Friday, February 20, 2015

Beyond the Lemonade Stand: Students as Entrepreneurs

Should students be taught entrepreneurship in schools? Absolutely, yes. 

Teaching students about entrepreneurship promotes a growth mindset, immerses students in real-life learning, promotes collaboration and can position students as social innovators making chance in their communities. As a judge for Startup Weekend Education Pittsburgh this weekend, I am looking forward to seeing teams of innovators narrow close to fifty ideas down to a top few ideas that will be developed in "hackathon" style and presented in 54 hours to a panel of judges and peersStartup Weekend is a global movement of entrepreneurs who learn the basics of founding and launching successful startup ventures. 

At the event four key things happen: 

  1. Pitch: Anyone is welcome to pitch their startup idea and receive feedback
  2. Form: Teams form around the top ideas (as determined by popular vote) 
  3. Build: A 54-hour frenzy of business modeling, coding, designing, and validating
  4. Present: A presentation in front of local entrepreneurial leaders 
This model could be replicated in schools to promote transdisciplinary learning, co-taught and designed by teams of educators from different disciplines that provide students with the knowledge, skills and mindsets needed to become an entrepreneur.
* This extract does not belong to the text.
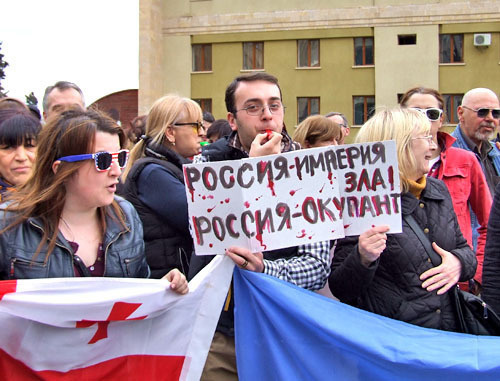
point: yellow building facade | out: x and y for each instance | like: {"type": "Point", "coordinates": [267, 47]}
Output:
{"type": "Point", "coordinates": [313, 47]}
Students could learn "out and about" in their communities to gain empathy for end-users and develop valuable innovative thinking skills. Practical application of content learned across the disciplines will be put to real use.

In our Global Leadership x Design class, a three-hour block course for all juniors, students learn to become leaders and form a team, get a basis of the global landscape through simulations and primary research projects and then become social entrepreneurs, identifying and solving problems for others in developing countries through the use of human-centered design. Students get "real clients" and mentors like our local Pittsburgh startup incubator, Thrill Mill and meet with venture capitalists. They build skills in being resilient, managing time, public speaking, critique and "failing up" all while helping others.

An entrepreneurial mindset exists in all students, it just needs to be cultivated. Allowing students to explore entrepreneurship, whether integrated into an existing course, added as a new co-taught, transdisciplinary course or a part of after-school programming, will help students build creative confidence, become agents of change in their communities and build on their strengths. This sounds like a no-brainer to me?

I am eager to report back after judging the ideas pitched and selected and Startup Weekend Education Pittsburgh and even more excited for the opportunity to scale the model of Startup Weekend Education down into secondary education so that youth can be change agents that can build a better world.